The ‘traditional’ and ‘innovative’ dichotomy is a common messaging battle for lawyers. What would you say if I told you that you are making that battle up? It actually doesn’t need to persist, if you are serious about driving innovation in your firm.
Lawyers want to be innovative… but something is in the way
A common term that comes up when I run message architecture workshops with lawyers is “traditional”. It is closely followed by “conservative”.
These two terms are juxtaposed against an increasingly dominant desire to lead a field, to be innovative, to do things differently. Thought Leadership is the buzzword of the hour, and every lawyer wants a piece of it.
That desire to do things differently, move in a fresh direction, feel really at ease with the firm’s brand (etc) is why lawyers tend to come to me. They are strategically minded — they know where they want to end up. What they know is that their messaging or content isn’t working for them in some way. Often, it is perceived as a ‘time’ issue, or a niggling feeling that the brand isn’t right. Sometimes it’s project‐based: The website needs to be updated, for example.
What they don’t know is why it isn’t right, or what needs to be updated. Some of them don’t even know how to tackle this unwieldy beast.
A simple dip into generalisation answers the why. It’s because, while lawyers say that they want to be innovative, go to new places, really engage with their clients, they’re not willing to let go of ‘traditional’ or ‘conservative’.
Challenging tradition causes hackles to rise
“Law IS traditional. Law IS conservative,” one lawyer stolidly argued in a session with me. “We can’t change that. It’s just the way it is.”
The lawyer stood there, dominating. It was as though she was daring other people in the workshop to challenge her; it was quite terrifying. Needless to say, nobody did rise to the challenge.
It is true that law is traditional: It has to be. It is true that law is conservative: rational logic tends to be. And, no, you can’t change the history of the profession.
What you can change is how your firm functions within a traditional paradigm. Just because law is like that doesn’t mean that you have to be.
The danger in feeling restricted by the wiles of a profession is that it stops movement and it stops disruption. It also stops a re‐imagining of how things can work.
Let’s look at this notion of law being traditional. If your perspective is that “this is the way it is”, there’s a whole wall of subtext. The more we think about it, the higher grows the wall. And standing at the top is our scary lawyer, daring us to climb it.

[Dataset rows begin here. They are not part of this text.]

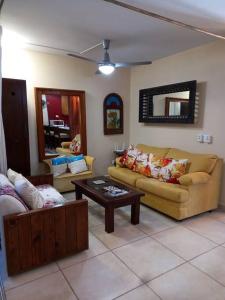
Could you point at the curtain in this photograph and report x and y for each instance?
(3, 161)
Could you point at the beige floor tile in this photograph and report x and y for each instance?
(14, 281)
(208, 227)
(102, 277)
(141, 293)
(218, 215)
(122, 235)
(156, 214)
(50, 287)
(187, 283)
(147, 258)
(95, 248)
(184, 242)
(94, 220)
(150, 223)
(213, 263)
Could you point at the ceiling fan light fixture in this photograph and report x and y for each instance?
(106, 69)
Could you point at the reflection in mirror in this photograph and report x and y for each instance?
(55, 110)
(171, 104)
(60, 120)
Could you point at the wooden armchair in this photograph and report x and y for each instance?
(43, 235)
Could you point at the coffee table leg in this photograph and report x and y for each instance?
(78, 193)
(109, 219)
(135, 212)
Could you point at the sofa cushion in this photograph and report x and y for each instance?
(124, 175)
(173, 192)
(197, 162)
(155, 150)
(194, 178)
(13, 175)
(5, 181)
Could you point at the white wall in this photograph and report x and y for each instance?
(56, 71)
(206, 64)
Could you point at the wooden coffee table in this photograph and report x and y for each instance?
(99, 195)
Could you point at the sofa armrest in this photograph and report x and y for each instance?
(118, 163)
(41, 179)
(44, 235)
(194, 178)
(89, 161)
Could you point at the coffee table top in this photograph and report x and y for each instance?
(97, 185)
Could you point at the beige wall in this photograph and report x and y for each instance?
(206, 64)
(56, 71)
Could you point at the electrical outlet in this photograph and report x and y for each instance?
(207, 138)
(200, 138)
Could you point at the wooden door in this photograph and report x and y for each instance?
(15, 121)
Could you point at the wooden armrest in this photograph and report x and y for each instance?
(44, 235)
(37, 211)
(41, 179)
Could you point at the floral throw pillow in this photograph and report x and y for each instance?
(75, 144)
(129, 158)
(172, 169)
(141, 164)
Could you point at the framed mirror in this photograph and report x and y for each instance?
(174, 103)
(61, 116)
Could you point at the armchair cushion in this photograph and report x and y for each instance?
(29, 193)
(77, 164)
(194, 178)
(50, 195)
(10, 205)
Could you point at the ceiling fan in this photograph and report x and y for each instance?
(106, 66)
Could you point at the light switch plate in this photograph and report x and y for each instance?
(207, 138)
(200, 138)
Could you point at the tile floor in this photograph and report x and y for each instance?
(157, 259)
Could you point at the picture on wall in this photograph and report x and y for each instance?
(113, 114)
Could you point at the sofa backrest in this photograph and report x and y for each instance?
(197, 162)
(151, 149)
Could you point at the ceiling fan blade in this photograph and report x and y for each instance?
(98, 72)
(127, 65)
(82, 57)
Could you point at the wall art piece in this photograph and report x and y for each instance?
(113, 114)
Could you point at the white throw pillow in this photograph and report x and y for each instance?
(29, 193)
(5, 181)
(10, 205)
(50, 195)
(13, 175)
(59, 169)
(78, 166)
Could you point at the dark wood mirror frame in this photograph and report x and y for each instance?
(117, 106)
(39, 117)
(146, 103)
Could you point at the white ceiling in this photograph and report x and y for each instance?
(79, 24)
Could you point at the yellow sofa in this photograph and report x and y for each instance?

- that the traditional partnership structure can’t be challenged
- that the traditional way of making decisions (or not making decisions) can’t be disrupted
- that your existing methodologies exist almost naturally
- that your messaging has to be lifeless and impersonal, third‐person and bland
- that traditional ways of thinking about promotion (word of mouth reputation, print advertising, radio ads) have greater weight than newer channels. They even have greater weight than a combination of old and new channels!
- that new methods of engaging with people are to be mistrusted
- … and a whole lot more, besides.
What you are really saying, when you put tradition and conservatism on a pedestal is that, while you say you want to change, you don’t. Not really. You’re not willing to do something different, because it disrupts your entire paradigm.
It also means that you simply cannot position yourself as a thought leader or innovator. You are hamstrung before you begin.
Embrace tradition, don’t be owned by it
Lawyers who are serious about moving their firms forwards can recognise that law is traditional and conservative, but can also work within it. When it comes to content strategy, this gives you far more flexibility. It enables you to recognise that the profession is traditional, but that your public has moved on.
The flexibility is not just in your messaging. It also impacts on the business structures and methods you have in place to manage it.
Here are some examples:
Perhaps the spelling and grammar takes a traditional form, while the language is simple, plain, and engaging.
Perhaps you have to stick to a traditional partnership model, because that’s how the firm’s business functions; but within it you build content creation, approval, assessment, and decision‐making systems that allows the firm to remain nimble and adaptable.
Perhaps your teams are built on a traditional model, but within those teams you collaborate and focus on outcomes collectively, leaving competition out in the market instead of in‐house.
Perhaps each team owns its messaging and methodology, given each team has a different audience.
The sky is the limit. Each possibility has a positive flow‐on impact. Each one changes how you handle your messaging and your content governance. They also change how your content is framed.
You can embrace tradition, and keep it part of your business. But the innovative firm will refuse to be owned by it.